10th year: ANAMED offers ‘Photographic Exploration’ to visitors 
'Daily Life' from ‘Intersecting Past and Present: A Photographic Exploration’. (Courtesy of ANAMED)

ANAMED celebrates the 10th year of its exhibitions with ‘Intersecting Past and Present: A Photographic Exploration,' revealing landscapes altered throughout history in the ancient Anatolian region of Pisidia 



The Koç University Research Center for Anatolian Civilizations (ANAMED), which was founded in 2005 to develop and facilitate research projects dedicated to the history, art, architecture and archaeology of civilizations in Turkey, has organized many diverse exhibitions at its venue in the historic Merkez Han on Istanbul’s Istiklal Street since 2012. To celebrate the 10th anniversary of its exhibitions, the center launched a new photography show featuring the work of artists Bruno Vandermeulen and Danny Veys on Feb. 24. "Intersecting Past and Present: A Photographic Exploration" will remain open at the ANAMED Gallery in Istanbul until Oct. 17.

'Lyrbe' from ‘Intersecting Past and Present: A Photographic Exploration’. (Courtesy of ANAMED)
'Tawny Landscape' from ‘Intersecting Past and Present: A Photographic Exploration’. (Courtesy of ANAMED)
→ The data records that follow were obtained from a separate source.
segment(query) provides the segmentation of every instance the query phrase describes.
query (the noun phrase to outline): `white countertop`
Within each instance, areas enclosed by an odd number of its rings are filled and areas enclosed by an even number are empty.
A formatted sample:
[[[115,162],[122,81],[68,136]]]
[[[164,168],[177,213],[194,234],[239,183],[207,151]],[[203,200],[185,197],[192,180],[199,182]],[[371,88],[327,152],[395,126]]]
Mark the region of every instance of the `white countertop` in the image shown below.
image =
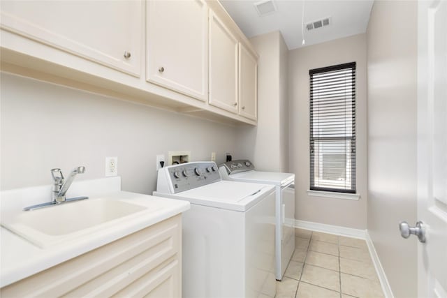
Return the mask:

In the exhibition, conducted with the support of the support with Vehbi Koç Foundation, Yapı Kredi Publications, KU Leuven, LUCA School of Arts and the Sagalassos Archaeological Research Project, Vandermeulen and Veys focus on the ancient region of Pisidia, which includes the provinces now known as Isparta, Burdur and Antalya. The works of the show, based on the concurrently published photobook "The Tortoise Arrived Alone One Day," was shaped around the work displayed at the center’s "(in)site Sagalassos The Archaeology of Excavation Photography."
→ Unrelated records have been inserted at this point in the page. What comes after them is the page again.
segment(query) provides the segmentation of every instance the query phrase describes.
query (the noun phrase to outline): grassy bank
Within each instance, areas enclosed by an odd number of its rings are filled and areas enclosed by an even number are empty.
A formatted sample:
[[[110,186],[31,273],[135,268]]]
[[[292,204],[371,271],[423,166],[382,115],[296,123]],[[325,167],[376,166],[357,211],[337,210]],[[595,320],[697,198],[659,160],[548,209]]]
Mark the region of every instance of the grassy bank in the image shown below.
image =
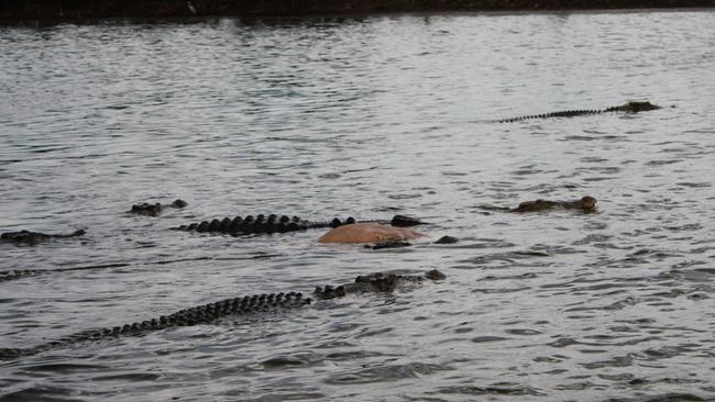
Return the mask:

The exhibition comprises photographs created by Vandermeulen and Veys on black and white film as a reference to the past and as an homage to early photographers with a large-format analog camera, as well as 19th-century photographs and albums from the Ömer M. Koç Collection. While Sagalassos Archaeological Research Project Director Jeroen Poblome sets the historical framework with his texts for the show, Meşher Gallery Director Bahattin Öztuncay helps place the photographs in the exhibition in the context of the show with his explanations about the experimental shooting and printing techniques used by the artists.

'Sagalassos Ağlasun' from ‘Intersecting Past and Present: A Photographic Exploration’. (Courtesy of ANAMED)
Danny Veys and Bruno Vandermeulen in the Pisidia region. (Courtesy of ANAMED)

Can a landscape bear witness to a distant past? How does this relate to today? One of the main themes in contemporary photography is the "man-altered landscape," where the transformation of the landscape through urban expansion is documented. In this sense, working with the concept of "history-altered landscapes" for "Intersecting Past and Present: A Photographic Exploration," Vandermeulen and Veys study the historical layers of a landscape and the influence of temporal continuity on spatial dispersion. In their work continuing since 2008, they approach the landscape, which, shaped by both millennia of geological processes and centuries of human intervention, as a medium of exchange between the now and the then, and their photographs explore the line between absence and presence. The works reveal that humans interact with the landscape, carving roads, building settlements and cities, blending constructions within the landscape and exploiting the topography to their advantage. Settlements may even grow into cities; cities may crumble into ruins and disappear under layers of dust.

Among the techniques used by the artists are vintage processes such as albumen, salt prints and classic gelatin silver fiber-based prints, but also silkscreen prints, UV prints and photopolymer prints. To explore the photographers’ perspective on the "history-altered landscape" around the Pisidia region, where they went and slowed down the process of image taking into image-making to discover a right point of view as if they were tortoises discovering the land, you can visit "Intersecting Past and Present: A Photographic Exploration," combining history, archaeology, nature and topography, at ANAMED.